Cher public du Théâtre de l’Iris,

Dis, quand nous reverrons-nous ?

Après deux confinements, alors que les librairies, qualifiées de manière absurde « d’activité non essentielle », ont pu rouvrir, nous espérions pouvoir enfin vous accueillir.

Les nombreuses équipes artistiques que nous soutenons et qui avaient travaillé des mois afin de vous présenter leurs spectacles ont dû déchanter. Le plaisir partagé, la possibilité de se « déconfiner les esprits », (pour reprendre le titre de l’éditorial de notre plaquette de présentation de saison), tout cela est repoussé aux calendes grecques !

Le Président de la République, après avoir affirmé, lors de son allocution du 24 novembre 2020, que « les lieux de culture POURRONT reprendre leurs activités le 15 décembre », a décidé de repousser au 7 janvier 2021 une possible réouverture, pour l’interdire à nouveau, le vendredi 1er janvier, pour cause « de circulation du virus ».

Ce virus qui, sans doute, ne circule pas dans les transports en commun, dans les entreprises, dans les galeries marchandes et les centres commerciaux… !

Ce ne sera pas, non plus, le 20 janvier espéré. On parle maintenant de mars Jusqu’à…

Jusqu’à quand s’obstinera-t-on dans ce mépris absurde de la culture, qui nous est pourtant aussi vitale que « l’eau, le gaz et l’électricité », (pour rappeler la célèbre formule de Jean Vilar, totalement oubliée aujourd’hui) ? Faut-il encore rappeler que la culture emploie autant de salariés que l’automobile, tout en rapportant au PIB 7 fois plus de richesse nationale !

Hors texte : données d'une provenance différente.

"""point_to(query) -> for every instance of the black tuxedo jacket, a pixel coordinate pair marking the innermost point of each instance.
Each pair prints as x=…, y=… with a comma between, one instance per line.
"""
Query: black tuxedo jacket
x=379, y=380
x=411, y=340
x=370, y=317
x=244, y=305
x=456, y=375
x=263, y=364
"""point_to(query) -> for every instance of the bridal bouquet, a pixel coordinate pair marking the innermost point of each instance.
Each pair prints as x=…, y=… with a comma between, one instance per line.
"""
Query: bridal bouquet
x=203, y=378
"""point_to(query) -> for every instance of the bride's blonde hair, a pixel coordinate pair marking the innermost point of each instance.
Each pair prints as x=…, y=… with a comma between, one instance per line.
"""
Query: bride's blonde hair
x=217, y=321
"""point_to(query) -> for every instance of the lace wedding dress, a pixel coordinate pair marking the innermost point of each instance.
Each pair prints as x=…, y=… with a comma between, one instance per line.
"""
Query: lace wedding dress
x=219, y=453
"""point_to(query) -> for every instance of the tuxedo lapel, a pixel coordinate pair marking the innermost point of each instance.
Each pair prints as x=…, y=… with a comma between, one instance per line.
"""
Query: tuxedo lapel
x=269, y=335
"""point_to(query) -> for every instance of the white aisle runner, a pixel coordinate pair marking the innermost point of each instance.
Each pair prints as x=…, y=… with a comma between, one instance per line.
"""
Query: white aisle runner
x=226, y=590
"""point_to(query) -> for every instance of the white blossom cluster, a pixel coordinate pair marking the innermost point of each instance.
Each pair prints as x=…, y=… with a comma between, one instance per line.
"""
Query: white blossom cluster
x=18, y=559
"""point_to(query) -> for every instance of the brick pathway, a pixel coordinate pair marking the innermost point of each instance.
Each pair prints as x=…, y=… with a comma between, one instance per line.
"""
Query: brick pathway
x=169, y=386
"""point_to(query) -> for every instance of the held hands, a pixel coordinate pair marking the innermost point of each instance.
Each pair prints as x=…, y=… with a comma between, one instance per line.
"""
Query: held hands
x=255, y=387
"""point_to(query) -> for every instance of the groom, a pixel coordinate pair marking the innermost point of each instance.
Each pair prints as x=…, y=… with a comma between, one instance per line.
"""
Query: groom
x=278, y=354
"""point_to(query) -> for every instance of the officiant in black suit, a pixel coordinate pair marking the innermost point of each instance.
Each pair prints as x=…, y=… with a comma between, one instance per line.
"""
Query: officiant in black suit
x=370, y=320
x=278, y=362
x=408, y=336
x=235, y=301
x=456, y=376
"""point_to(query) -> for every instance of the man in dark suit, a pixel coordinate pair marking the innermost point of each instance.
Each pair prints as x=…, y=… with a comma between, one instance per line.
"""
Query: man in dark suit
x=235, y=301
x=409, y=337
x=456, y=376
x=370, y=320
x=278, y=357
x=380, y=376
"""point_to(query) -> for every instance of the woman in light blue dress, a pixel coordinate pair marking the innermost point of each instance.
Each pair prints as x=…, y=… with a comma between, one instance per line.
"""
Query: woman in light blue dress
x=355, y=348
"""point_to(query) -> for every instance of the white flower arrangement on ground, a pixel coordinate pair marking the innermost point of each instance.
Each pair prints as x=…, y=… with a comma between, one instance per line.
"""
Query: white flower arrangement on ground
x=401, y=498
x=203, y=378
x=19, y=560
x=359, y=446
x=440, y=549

Après des mois d’infantilisation et de culpabilisation nationale nous regrettons qu’une partie de la profession, oubliant toute réflexion politique un peu approfondie, ou bien encore renonçant à toute prise de parole ferme, en soit venue à se contenter de demander à être vaccinée pour sortir de cette impasse. Est-ce vraiment digne du combat du monde artistique de ce pays ?

Aujourd’hui, on voudrait faire de la vaccination, question évidemment essentielle, le seul débat, et faire oublier l’injustice absolue de la restriction des libertés et de la fermeture de nos lieux.

Les temps qui viennent vont être catastrophiques pour notre secteur. Vaccination ou pas.

Un nombre considérable de compagnies vont disparaître (pour certaines c’est déjà le cas). Annulations, impossibilité de reports sur la saison suivante, emplois précaires fragilisés, incertitudes sur les aides et subventions des années prochaines.

Le pire est à venir sur les deux ou trois années qui suivent… du moins pour ceux qui auront « survécu ».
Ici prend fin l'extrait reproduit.